Nella nuova biblioteca, il primo ordinamento negli scaffali dei periodici, la cui segnatura consisteva nella sola lettera G, apposta su tutti i fascicoli, era alfabetico per titolo di testata; ma già a partire dagli anni Settanta dell’Ottocento, il sistema aveva rivelato tutti i suoi limiti. Nel 1874 fu predisposta una ripartizione – viva ancora oggi – della raccolta in due grandi sezioni, in relazione alla tipologia editoriale. Riviste furono definiti i periodici con frontespizio o copertina e Giornali quelli in cui il testo seguiva il titolo sulla prima pagina. Giornali e Riviste ebbero un analogo trattamento bibliografico dopo l’inventariazione e la schedatura, con l’utilizzo di appositi schedoni amministrativi dove venivano annotati i dati pertinenti a ciascun fascicolo: numerazione, data, indicazione dell’annata o volume, note; furono però raccolti in depositi separati e suddivisi a seconda del loro formato. Le collocazioni (Ra, Re, Ri, Ro, e Ga, Ge, Gi – giustapposte a numeri romani e arabi) indicavano un criterio di organizzazione per formati, dove le vocali, in ordine crescente corrispondevano a decrescenti ordini di misura delle dimensioni dei fascicoli. Le Riviste, inoltre, in base ad un’ottica ispirata ad una sorta di passione settecentesca per le classificazioni, vennero anche ordinate per classi, a seconda della materia del loro contenuto.
Le moderne segnature dei periodici (RIV e GIOR – seguite da una breve serie di caratteri alfanumerici), abbandonate definitivamente le suddivisioni per materia, sono strutturate solo in base al formato.
Alla fine di ogni annata, i Giornali erano riposti negli scaffali, radunati in pacchi confezionati con carta e spago; le Riviste, in volumi o in fascicoli rilegati, venivano allineate, come i libri, direttamente sui palchetti. Oggi buste di film polibarriera conservano, impacchettate in atmosfera modificata, le annate sia di Riviste che di Giornali.

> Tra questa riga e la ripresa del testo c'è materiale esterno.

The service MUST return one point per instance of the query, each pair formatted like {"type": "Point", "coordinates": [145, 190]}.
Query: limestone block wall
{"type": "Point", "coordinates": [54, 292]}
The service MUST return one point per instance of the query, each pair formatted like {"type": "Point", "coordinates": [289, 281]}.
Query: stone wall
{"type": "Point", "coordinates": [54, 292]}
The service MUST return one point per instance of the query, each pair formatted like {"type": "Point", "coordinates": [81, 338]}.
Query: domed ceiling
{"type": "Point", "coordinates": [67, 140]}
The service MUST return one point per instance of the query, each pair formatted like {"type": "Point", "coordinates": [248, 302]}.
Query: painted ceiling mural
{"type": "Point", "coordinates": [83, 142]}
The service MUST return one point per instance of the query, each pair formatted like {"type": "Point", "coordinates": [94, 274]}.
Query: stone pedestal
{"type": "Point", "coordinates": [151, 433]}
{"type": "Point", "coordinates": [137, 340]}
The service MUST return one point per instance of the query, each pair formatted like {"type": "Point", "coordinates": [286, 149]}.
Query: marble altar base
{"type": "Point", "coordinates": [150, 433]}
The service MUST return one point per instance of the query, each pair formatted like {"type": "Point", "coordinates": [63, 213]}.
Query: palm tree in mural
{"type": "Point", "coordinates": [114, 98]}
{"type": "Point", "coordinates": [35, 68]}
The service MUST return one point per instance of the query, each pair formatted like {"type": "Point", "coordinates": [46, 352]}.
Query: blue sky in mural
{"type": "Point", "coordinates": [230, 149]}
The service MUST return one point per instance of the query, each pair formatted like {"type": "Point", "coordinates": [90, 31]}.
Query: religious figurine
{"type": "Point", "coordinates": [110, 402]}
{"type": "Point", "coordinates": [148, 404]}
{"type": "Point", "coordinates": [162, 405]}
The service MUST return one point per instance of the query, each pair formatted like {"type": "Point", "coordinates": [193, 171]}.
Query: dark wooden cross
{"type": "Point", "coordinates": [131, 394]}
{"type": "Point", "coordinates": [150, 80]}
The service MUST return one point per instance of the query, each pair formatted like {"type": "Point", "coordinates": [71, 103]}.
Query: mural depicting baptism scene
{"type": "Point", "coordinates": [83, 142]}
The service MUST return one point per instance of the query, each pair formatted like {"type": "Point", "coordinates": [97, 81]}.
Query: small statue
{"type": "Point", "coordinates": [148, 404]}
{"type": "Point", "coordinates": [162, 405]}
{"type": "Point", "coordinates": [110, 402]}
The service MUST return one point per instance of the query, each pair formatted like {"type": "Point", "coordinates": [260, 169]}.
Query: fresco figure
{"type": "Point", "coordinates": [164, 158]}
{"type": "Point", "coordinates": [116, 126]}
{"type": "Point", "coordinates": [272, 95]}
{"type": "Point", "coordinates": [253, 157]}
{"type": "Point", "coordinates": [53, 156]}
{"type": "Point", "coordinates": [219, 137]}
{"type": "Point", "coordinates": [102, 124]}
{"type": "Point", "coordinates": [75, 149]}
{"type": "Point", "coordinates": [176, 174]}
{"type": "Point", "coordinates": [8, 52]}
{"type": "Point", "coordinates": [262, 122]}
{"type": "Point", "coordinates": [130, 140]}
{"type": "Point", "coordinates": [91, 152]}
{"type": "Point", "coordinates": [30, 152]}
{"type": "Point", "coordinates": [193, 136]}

La catalogazione e la registrazione dei fascicoli vengono attualmente gestite con l’utilizzo di tecnologie informatiche che ne consentono un maggior controllo da parte del bibliotecario, favorendo, nel contempo, l’accuratezza nella ricerca per gli studiosi; le richieste per la lettura sono effettuabili online e la consultazione delle opere avviene presso la Sala Periodici o le sale di Lettura e di Consultazione.
In tempi recenti, in via sperimentale, la biblioteca ha iniziato a raccogliere anche pubblicazioni periodiche elettroniche che, su base volontaria, gli editori decidono di depositare: sono attualmente allo studio le problematiche legate alla conservazione, alla leggibilità nel tempo ed all’accessibilità delle risorse digitali.
Il Settore Periodici ed Emeroteca, in sostanza, piccola biblioteca nella biblioteca, assicurando la gestione, la tutela, la fruizione e la valorizzazione delle pubblicazioni periodiche, consente la conservazione della memoria dell’Uomo e la trasmissione della cultura nel tempo, attraverso la testimonianza di civiltà che dalle pagine di riviste e giornali assicura il futuro della nostra storia.